Na Alemanha de Hitler prevalecia a ideia da superioridade de uma suposta raça ariana, à qual, evidentemente, pertenceriam os alemães. Para não macular a pureza da raça, nem uma única gota de sangue de outras etnias deveria circular nas veias desses super-homens. O espantoso não são os delírios ridículos, destituídos de qualquer comprovação científica. Ditadores em qualquer latitude têm sido pródigos em sonhos de grandeza que acabam se transformando em pesadelos para o seu povo. O assustador foi o fato de um povo tão culto e informado quanto o alemão ter embarcado em “verdades” como a que garantia que um loiro de olhos azuis, por mais boçal que fosse, pelo simples fato de pertencer a uma suposta raça ariana era superior a gênios como Einstein, Marx e Freud, todos eles de origem judaica.
Manipulação? Sonhos de grandeza enrustidos na alma alemã? Vingança consciente contra um inimigo poderoso? Puro interesse econômico? O que leva uma pessoa, um grupo de pessoas, todo um povo, uma nação inteira a se fanatizar?
Há quem diga que o primeiro passo em direção ao fanatismo é a intolerância. E então, o que leva as pessoas a se tornarem intolerantes? A esposa daquele primo de Goiânia, que parecia tão pacífica, aquela mesma que faz uma broa de milho deliciosa, não está dizendo que tinha que ir todo o mundo para a cadeia, menos os militantes do partido dela? Que se houve algum desvio de dinheiro foi por necessidade política e que isso não é crime? Não está vibrando com a prisão de gente “do outro lado”, estes sim um bando de safados, aliados dos bancos e da grande mídia? Quando perguntei para a Estela (ops, eu não devia revelar o nome dela) se o partido dela não tinha beneficiado e sido beneficiado por grandes empresas ela me pediu pra não fazer mais parada em sua casa para bater papo e tomar café, pois não tínhamos mais nada em comum.
Por outro lado aquele tio em terceiro grau não acha que pobre é pobre porque não trabalha, se trabalhasse ficava todo mundo rico? Não diz que deveriam exigir pós-graduação em administração para qualquer gestor (ele não usa mais a palavra prefeito e governador) e comprovação de independência econômica, já que quem tem dinheiro não precisa roubar? (E não adianta eu dar exemplos de um grande empresário, ladrão notório dos cofres públicos, impedido de sair do país e prestes a coroar sua vida com alguns anos de cadeia).

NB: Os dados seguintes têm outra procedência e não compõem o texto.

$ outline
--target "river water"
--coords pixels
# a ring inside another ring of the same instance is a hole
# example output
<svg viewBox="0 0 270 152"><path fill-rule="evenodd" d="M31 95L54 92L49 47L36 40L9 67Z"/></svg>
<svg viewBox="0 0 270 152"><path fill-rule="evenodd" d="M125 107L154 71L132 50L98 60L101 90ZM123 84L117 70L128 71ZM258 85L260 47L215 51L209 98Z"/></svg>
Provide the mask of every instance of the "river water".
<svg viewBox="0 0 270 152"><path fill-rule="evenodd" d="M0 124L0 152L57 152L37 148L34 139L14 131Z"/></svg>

Temos de tudo por aqui. Os que ainda negam a importância do agronegócio, querendo a volta da pequena propriedade ou até a implantação do kibutz, experiência já abandonada até em Israel. E os que acham que a ação de jagunços assassinos dizimando posseiros e índios é um mal menor, em face da modernidade e dos lucros com a exportação obtida pelas grandes empresas.
Grupos de opinião diferentes se digladiam nas redes sociais. Mais do que argumentos consistentes ou ideologias bem fundamentadas, vemos a intolerância para com o outro manifestada de forma superficial e grosseira. Claro que a rapidez e a facilidade para emitir opiniões ajudam muito; basta acionar o celular com os polegares e o estrago está feito: irmãos rompem amizade, tios viram a cara para sobrinhos, amigos se ofendem e deixam de se falar por muito tempo. Mas não podemos jogar a responsabilidade no WhatsApp ou no Facebook. Por trás das redes sociais, por trás do celular, por trás dos dedos, há um ser humano intolerante, convicto de que as únicas verdades são as suas.
Difícil convencer os donos dos polegares que ouvir o outro, tolerar uma opinião contrária à sua, não implica, necessariamente, concordar com ele ou abrir mão de suas próprias convicções. Confundimos, muitas vezes, tolerância com fraqueza, com complacência. Não tem de ser assim. Tolerar opiniões contrárias às nossas não quer dizer a mesma coisa que tolerar violência, racismo, homofobia. Pois há tolerâncias e tolerâncias.
O intolerante, com frequência, se aproxima e se confunde com o fanático. É aquele que acha que “o outro” é inferior. Em pleno século XXI, ainda existe preconceito e intolerância contra negros, mulheres, homossexuais, imigrantes, migrantes, idosos, praticantes de religiões diferentes das nossas. Ao desenvolver uma intolerância contra “o outro”, o intolerante busca se afirmar como superior, como pertencente a uma maioria imaginária que teria como obrigação marginalizar, combater e até eliminar quem não cerra fileiras com suas ideias, aparência, opção sexual e até time de futebol. A violência é um subproduto dessa atitude.
Por Jaime Pinsky: Historiador, professor titular da Unicamp, autor ou coautor de 30 livros, diretor editorial da Editora Contexto.